The objective of this study was to explore key opinion leader’s perspectives on the value, clinical utility, and integration of breast cancer prognostic assays in clinical care.

Methods

This paper presents data collected during the execution of a larger study on diagnostic innovation. The results presented here build on findings from a scoping review [10] and bibliometric analysis [23].

Study design

We used semi-structured interviews to address the study objectives and gain insight into key opinion leaders’ perspectives on the use and integration of breast cancer prognostic assays in healthcare services. A qualitative methodology is an ideal approach to explore perceptions and experiences of a phenomenon [35]. The Standards for Reporting Qualitative Research (SRQR) were used to guide the reporting of this study (See S1 File). This study has received ethics approval from the Office of Research Ethics at the University of Toronto (Protocol #00033786). Participants were enrolled after securing written informed consent. Privacy, confidentiality, anonymity, and voluntary participation were also adhered to throughout the study. All authors confirm that all guidelines and regulations were followed correctly and completely.

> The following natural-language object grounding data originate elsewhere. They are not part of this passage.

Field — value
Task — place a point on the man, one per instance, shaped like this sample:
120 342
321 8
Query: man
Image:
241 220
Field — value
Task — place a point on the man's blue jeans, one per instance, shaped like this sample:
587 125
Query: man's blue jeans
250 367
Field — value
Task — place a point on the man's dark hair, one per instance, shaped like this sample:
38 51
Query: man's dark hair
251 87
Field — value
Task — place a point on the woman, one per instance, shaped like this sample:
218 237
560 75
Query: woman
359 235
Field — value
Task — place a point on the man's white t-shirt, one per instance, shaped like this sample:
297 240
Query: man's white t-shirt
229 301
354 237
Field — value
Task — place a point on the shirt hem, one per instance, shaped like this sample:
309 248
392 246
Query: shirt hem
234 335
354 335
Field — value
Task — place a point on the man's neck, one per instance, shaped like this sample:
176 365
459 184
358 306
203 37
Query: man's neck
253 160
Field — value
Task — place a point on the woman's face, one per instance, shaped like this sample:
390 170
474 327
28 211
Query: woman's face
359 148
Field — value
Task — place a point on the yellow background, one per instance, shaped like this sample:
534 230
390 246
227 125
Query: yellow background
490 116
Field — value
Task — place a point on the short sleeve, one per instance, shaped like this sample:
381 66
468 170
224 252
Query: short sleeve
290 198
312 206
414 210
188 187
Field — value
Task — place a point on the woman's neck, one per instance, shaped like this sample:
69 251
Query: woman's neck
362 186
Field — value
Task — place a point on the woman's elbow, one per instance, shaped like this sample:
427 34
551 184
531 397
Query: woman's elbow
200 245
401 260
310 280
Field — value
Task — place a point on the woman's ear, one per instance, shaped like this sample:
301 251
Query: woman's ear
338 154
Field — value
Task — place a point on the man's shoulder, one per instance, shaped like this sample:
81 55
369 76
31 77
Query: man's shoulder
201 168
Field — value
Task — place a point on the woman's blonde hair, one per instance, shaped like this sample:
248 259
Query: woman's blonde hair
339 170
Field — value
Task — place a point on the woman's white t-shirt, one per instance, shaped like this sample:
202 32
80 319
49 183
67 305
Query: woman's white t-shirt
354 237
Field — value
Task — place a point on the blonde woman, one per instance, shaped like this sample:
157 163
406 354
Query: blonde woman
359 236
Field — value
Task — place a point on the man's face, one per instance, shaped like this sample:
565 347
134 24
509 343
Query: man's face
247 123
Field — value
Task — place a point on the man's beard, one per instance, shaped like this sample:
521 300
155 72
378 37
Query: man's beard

Study recruitment & participants

We used a purposive recruitment strategy to identify recent or prolific authors of manuscripts reporting the execution of a decision impact study or manuscripts about decision impact studies. (Decision impact studies propose to evaluate the impact of a medical test or tool on clinical decision-making and have become increasingly prevalent in oncology in recent years, particularly in breast cancer prognostic research). These authors were researchers and physicians/scientists who act as key opinion leader in this field. ‘Key opinion leaders’, ‘opinion leaders’ or ‘thought leaders’ are physicians and researchers who work within healthcare, with industry and are involved in evidence creation and dissemination that advances pharmaceuticals or health technologies such as molecular diagnostics [36–38].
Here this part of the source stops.